Corre el año 1989. Un hombre regordete y en exceso hablador se dirige con paso firme hacia la pared del fondo de la estancia. Un cinturón de trabajo, del que asoman unas cuantas herramientas, adorna lo que supuestamente debería ser su cintura. Con él está Jean Verne. Lo ha contratado para que abra la vieja caja fuerte de su abuelo Michel, el hijo de Jules. Jamás habían aparecido las llaves de tal artilugio, hecho que no le preocupaba demasiado, pues en la familia siempre se había supuesto que estaba vacía. Apenas un par de minutos et voilà, la puerta se abre de par en par. Allí estaba aquel manuscrito, París en el siglo XX. La novela que había rechazado para su publicación en 1863 Pierre-Jules Hetzel y que hubiera sido la siguiente a Cinco semanas en globo. Al editor le parecía que a su público no le sería creíble un París en el que la gente se preocupaba solo del dinero y desdeñaba las artes, en el que se movían en trenes sin locomotoras y donde se comunicaban por medio de un «telégrafo fotográfico» que mandaba cualquier imagen, escrito o información a cualquier parte del mundo al instante (¿no le suena de algo esto al lector, que está leyéndome ahora mismo en una tableta, con Google, Twitter, Facebook, etc.?).
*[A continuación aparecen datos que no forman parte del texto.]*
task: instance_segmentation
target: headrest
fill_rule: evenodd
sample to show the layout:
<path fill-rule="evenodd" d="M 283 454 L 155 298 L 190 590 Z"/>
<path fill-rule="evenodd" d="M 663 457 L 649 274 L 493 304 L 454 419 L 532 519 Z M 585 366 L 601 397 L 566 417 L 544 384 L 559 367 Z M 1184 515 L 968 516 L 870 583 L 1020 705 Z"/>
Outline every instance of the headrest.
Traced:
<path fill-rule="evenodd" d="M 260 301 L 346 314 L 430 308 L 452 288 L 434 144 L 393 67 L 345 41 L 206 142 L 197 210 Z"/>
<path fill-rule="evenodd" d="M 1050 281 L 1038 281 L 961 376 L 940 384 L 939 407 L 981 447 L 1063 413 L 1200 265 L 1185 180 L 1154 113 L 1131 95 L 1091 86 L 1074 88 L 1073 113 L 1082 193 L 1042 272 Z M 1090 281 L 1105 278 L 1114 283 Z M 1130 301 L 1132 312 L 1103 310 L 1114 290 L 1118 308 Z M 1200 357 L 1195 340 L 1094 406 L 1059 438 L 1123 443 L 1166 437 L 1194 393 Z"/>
Esta es la causa de que sea el año 1994 el punto final de la publicación de la obra de este francés universal. Un francés que inventó la ciencia ficción sin querer y que ha pasado a ser el segundo autor más traducido del mundo, tras Agatha Christie. Una mente a la que no pudo frenar un cuerpo en exceso lastrado por la enfermedad.